Мой сын смотрел на пса, вертевшегося у его ног, и держал руки за спиной, он буквально умирал от желания успокоить его, поласкать, снова почувствовать, что Пирио его собственность. Тут появилась Ирма и обрушилась на это "чудище неблагодарное". Я сказала Рено, что я бы на его месте ограничилась тем, что до утра делала бы вид, что сержусь на Пирио.

– По-моему, это наиболее разумный способ, и он наверняка запомнит наказание.

– Ты думаешь? – неохотно протянул Рено.– Да, ты права, я с ним даже разговаривать не стану. Я на тебя сержусь! – добавил он громким басом, и пес действительно залез на брюхе под кресло.

Волнение и поздний час совсем истощили моего мальчика, за ужином он не ел, а глотал пищу, хотя чуть не засыпал за столом.

– Слава богу еще, что завтра у меня контрольной нет, повторять нечего.

Когда после ужина мы подымались по лестнице, а сзади нас на почтительном расстоянии плелся бедняга Пирио, Рено сказал:

– А может, все-таки пусть переночует у меня в комнате? На полу, на подстилке.

– Что ж, прекрасно.

– Да, кстати, у адвоката все прошло благополучно?

– Да, не беспокойся.

– О Патрике никаких известий нет?

– Я ничего не слышала.

Потом на пороге его спальни мы обменялись прощальным поцелуем, и я очутилась одна в своем кабинете, чувствуя себя неспособной взяться за работу, хотя могла бы, потому что до полуночи было еще далеко. И неспособной почитать в постели. И даже неспособной уснуть.
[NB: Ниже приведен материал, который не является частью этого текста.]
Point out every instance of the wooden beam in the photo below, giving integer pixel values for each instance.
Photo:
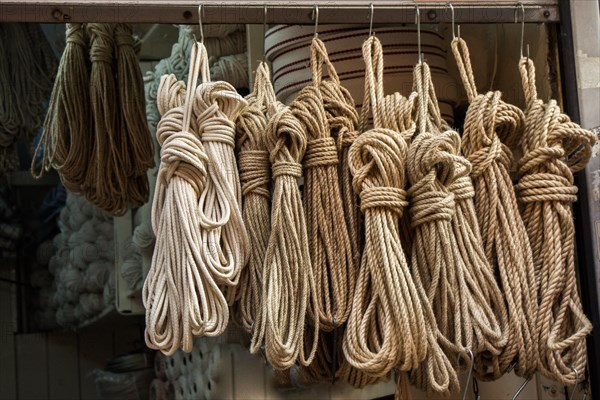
(298, 12)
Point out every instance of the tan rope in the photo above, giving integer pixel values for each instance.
(491, 127)
(554, 148)
(288, 280)
(67, 137)
(223, 235)
(180, 295)
(329, 243)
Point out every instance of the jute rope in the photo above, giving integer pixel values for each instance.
(491, 127)
(255, 176)
(67, 137)
(181, 297)
(391, 323)
(553, 149)
(288, 282)
(224, 239)
(333, 264)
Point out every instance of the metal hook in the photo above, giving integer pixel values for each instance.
(371, 19)
(200, 23)
(520, 4)
(316, 19)
(576, 383)
(452, 12)
(418, 22)
(521, 388)
(472, 357)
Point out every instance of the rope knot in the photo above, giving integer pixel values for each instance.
(390, 198)
(538, 187)
(255, 172)
(320, 152)
(284, 168)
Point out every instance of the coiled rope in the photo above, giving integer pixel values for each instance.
(181, 297)
(553, 149)
(255, 176)
(391, 322)
(288, 284)
(491, 127)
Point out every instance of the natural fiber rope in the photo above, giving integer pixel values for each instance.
(391, 322)
(180, 294)
(553, 149)
(288, 282)
(491, 127)
(255, 176)
(224, 239)
(67, 137)
(333, 264)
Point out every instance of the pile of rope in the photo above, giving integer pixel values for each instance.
(553, 149)
(95, 133)
(27, 67)
(492, 127)
(83, 263)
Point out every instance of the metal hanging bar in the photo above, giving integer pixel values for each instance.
(297, 12)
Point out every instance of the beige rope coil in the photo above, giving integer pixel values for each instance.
(180, 295)
(255, 177)
(387, 325)
(67, 137)
(224, 239)
(288, 282)
(329, 242)
(491, 127)
(553, 149)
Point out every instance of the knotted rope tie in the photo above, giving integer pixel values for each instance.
(255, 176)
(224, 236)
(386, 325)
(491, 128)
(288, 280)
(553, 148)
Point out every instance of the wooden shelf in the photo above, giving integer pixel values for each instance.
(299, 12)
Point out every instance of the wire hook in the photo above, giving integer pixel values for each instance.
(418, 22)
(200, 23)
(452, 19)
(316, 19)
(520, 4)
(371, 19)
(521, 388)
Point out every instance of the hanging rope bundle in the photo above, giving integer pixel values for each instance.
(135, 135)
(255, 176)
(223, 235)
(389, 323)
(288, 282)
(491, 128)
(67, 140)
(553, 149)
(329, 243)
(180, 295)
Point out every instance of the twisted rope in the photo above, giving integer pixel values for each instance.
(288, 281)
(553, 148)
(255, 176)
(491, 127)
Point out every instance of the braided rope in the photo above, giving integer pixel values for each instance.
(553, 148)
(490, 128)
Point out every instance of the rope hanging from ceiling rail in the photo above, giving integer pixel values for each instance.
(255, 176)
(491, 128)
(288, 283)
(391, 323)
(553, 149)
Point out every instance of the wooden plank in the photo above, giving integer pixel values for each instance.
(63, 366)
(95, 350)
(32, 366)
(219, 11)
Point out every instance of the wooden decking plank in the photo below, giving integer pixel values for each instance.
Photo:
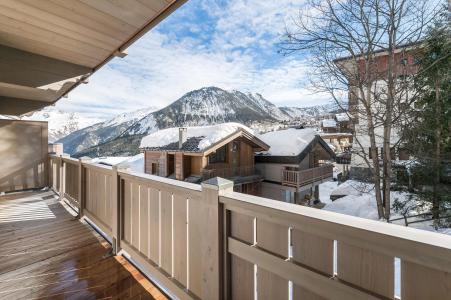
(62, 258)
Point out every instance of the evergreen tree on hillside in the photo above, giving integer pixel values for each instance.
(428, 135)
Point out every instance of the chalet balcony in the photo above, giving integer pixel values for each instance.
(204, 242)
(298, 179)
(229, 172)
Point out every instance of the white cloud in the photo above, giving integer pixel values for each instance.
(160, 68)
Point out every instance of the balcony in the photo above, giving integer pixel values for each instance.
(48, 254)
(206, 241)
(305, 177)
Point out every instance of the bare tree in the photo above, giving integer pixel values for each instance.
(343, 41)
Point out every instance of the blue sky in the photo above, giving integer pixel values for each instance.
(231, 44)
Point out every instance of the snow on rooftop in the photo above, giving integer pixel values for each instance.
(134, 163)
(109, 160)
(288, 142)
(329, 123)
(342, 117)
(211, 135)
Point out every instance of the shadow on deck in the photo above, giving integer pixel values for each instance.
(46, 253)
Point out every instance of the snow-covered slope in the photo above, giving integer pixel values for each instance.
(210, 105)
(102, 132)
(205, 106)
(209, 134)
(309, 112)
(60, 123)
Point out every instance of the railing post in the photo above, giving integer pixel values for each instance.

Сегодняшний скоростной полет туда и обратно все-таки проветрил мне мозги. Почему, в сущности? Ведь тут все смешалось: усилие, которое мне пришлось над собой сделать, полуправда, которую я сообщила Рено, главное, почти полное отсутствие любопытства с его стороны, хотя все затевалось только ради сына, только потому, что он этого хотел. Я чувствовала смутное разочарование, хотя я знала, что это скоро пройдет, но у меня было такое ощущение, будто Рено от меня отходит. И это было неплохо; иной раз я испытывала острую потребность в глотке свежего воздуха. Избыток нежности и существующая между нами взаимозависимость не всегда действовали в одном направлении – от него ко мне,– и я походила на те чересчур любящие души, которые слишком преданы тому, кого любят, и для которых время от времени полезно испытать легкое разочарование, полезно мимоходом напомнить, что тот, кого они любят, не такое уж чудо из чудес.

Меня охватил рабочий зуд, и я решила, что в этом месяце непременно приступлю к осуществлению своего великого проекта. Я взяла это обязательство перед самой собой и произнесла его вслух. Такова была моя незатейливая хитрость, мой тайный трюк; я прибегала к нему в тех случаях, когда колебалась перед началом не слишком приятных дел, перед скучными визитами, перед письмом, которое принуждаешь себя написать. А пообещав себе сделать то-то или то-то, произнеся свое обещание полным голосом, я верила, что непременно его выполню. Согласна, хитрость не бог весть какая: просто самодисциплина одиночества.

Я не забыла старинную хижину на склоне горы, которую недавно упустила, и теперь, подстрекаемая голосом раскаяния, отправилась к старушкам владелицам. Как то часто бывает в наших краях, где решения принимаются без спешки, сестры еще не подписали акта о продаже. Они снова начали мяться, заспорили, потом разругались; покупатель дал им передохнуть. Так что мое предложение о пожизненной ренте, пожалуй слишком крупной по их расходам, им больше подошло, и я ускорила ход событий. А то обстоятельство, что рента должна была перейти к той, что переживет другую, пробудила у каждой надежду похоронить свою сестрицу и, возможно, придала смысл этим угасающим жизням. Нотариус мсье Рикара довершил мою победу. И я набросилась на реставрацию хижины как раз в то время, когда работа в Ла Роке подходила к концу; другие стройки тоже благополучно подвигались.